Preços do Petróleo Mudam a Perspectiva de Inflação
A alta do petróleo reacendeu preocupações com a inflação (aumento geral de preços) e levou o mercado a rever o caminho dos bancos centrais (autoridades que definem juros, como o BCE e o Fed). Como a Europa importa mais energia do que exporta, um petróleo mais caro pode elevar a inflação e reduzir o crescimento. Por isso, o mercado passou a considerar até duas altas de juros do BCE (Banco Central Europeu) de 0,25 ponto percentual (25 pontos-base) neste ano, em vez de juros estáveis até 2026. Nos EUA, a expectativa de cortes de juros pelo Fed (Federal Reserve, o banco central dos EUA) diminuiu, porque o petróleo mais caro aumenta a pressão inflacionária. Também surgiram preocupações com estagflação (inflação alta com economia fraca e desemprego maior), após um relatório de emprego Nonfarm Payrolls (NFP, vagas fora do setor agrícola) mais fraco do que o esperado mostrar perda de empregos e aumento da taxa de desemprego. Com uma agenda leve na zona do euro, a atenção vai para os dados de inflação dos EUA: CPI na quarta-feira e PCE na sexta-feira. CPI é o índice de preços ao consumidor, e PCE é um indicador de inflação baseado nos gastos das pessoas, muito acompanhado pelo Fed. O foco imediato é a volatilidade elevada causada pelo conflito e pela alta do petróleo. Com os contratos futuros (acordos para comprar/vender no futuro) do Brent (referência internacional do petróleo) passando de US$ 115 por barril, essa reavaliação do risco de energia está causando oscilações grandes no câmbio. A situação fica mais difícil por possíveis problemas no Estreito de Hormuz, um “ponto de estrangulamento” (rota crítica por onde passa grande volume) responsável por cerca de 21% do consumo mundial de petróleo, fazendo com que qualquer notícia sobre oferta mova o mercado.Bancos Centrais Enfrentam o Teste de Juros Altos por Mais Tempo
É possível que o BCE adote um tom mais “duro” (hawkish: mais inclinado a subir juros para conter a inflação), mesmo com a economia desacelerando.

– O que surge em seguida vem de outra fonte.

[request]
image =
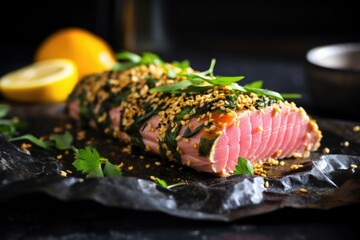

A dependência europeia de energia importada faz com que esse choque no petróleo vire inflação mais alta, como aconteceu após 2022. No fim de fevereiro de 2026, a inflação da zona do euro já estava persistente em 2,8% (isto é, não caía com facilidade), dificultando para o BCE ignorar novas pressões de preço. Nos EUA, as expectativas de cortes de juros pelo Fed estão desaparecendo. O Fed já tinha dificuldade em reduzir a inflação na fase final (quando ela cai mais devagar), com o CPI mais recente de fevereiro de 2026 vindo acima do esperado, em 3,2%. A alta do petróleo reforça a ideia de “juros altos por mais tempo”, e o mercado de derivativos (contratos financeiros cujo valor depende de outro ativo) já praticamente removeu os cortes que eram esperados um mês atrás. Esse cenário favorece operadores de opções (contratos que dão o direito, mas não a obrigação, de comprar ou vender a um preço) que esperam um grande movimento de preço, mas não sabem a direção do EUR/USD. Os riscos de estagflação na Europa e nos EUA deixam o cenário confuso, elevando a volatilidade implícita (expectativa do mercado para a oscilação futura, embutida no preço das opções). Estratégias que ganham com um movimento forte, como straddle (compra de call e put no mesmo preço e vencimento) ou strangle (compra de call e put com preços diferentes), podem ser consideradas para aproveitar a incerteza. Basta lembrar da crise de energia de 2022 como exemplo recente. Na época, o gás natural disparou e forçou o BCE a subir juros rapidamente apesar do medo de recessão (queda prolongada da atividade), causando forte turbulência em pares do euro (cotações do euro contra outras moedas). Agora, o mercado espera algo parecido, com bancos centrais escolhendo combater a inflação mesmo que isso prejudique o crescimento econômico.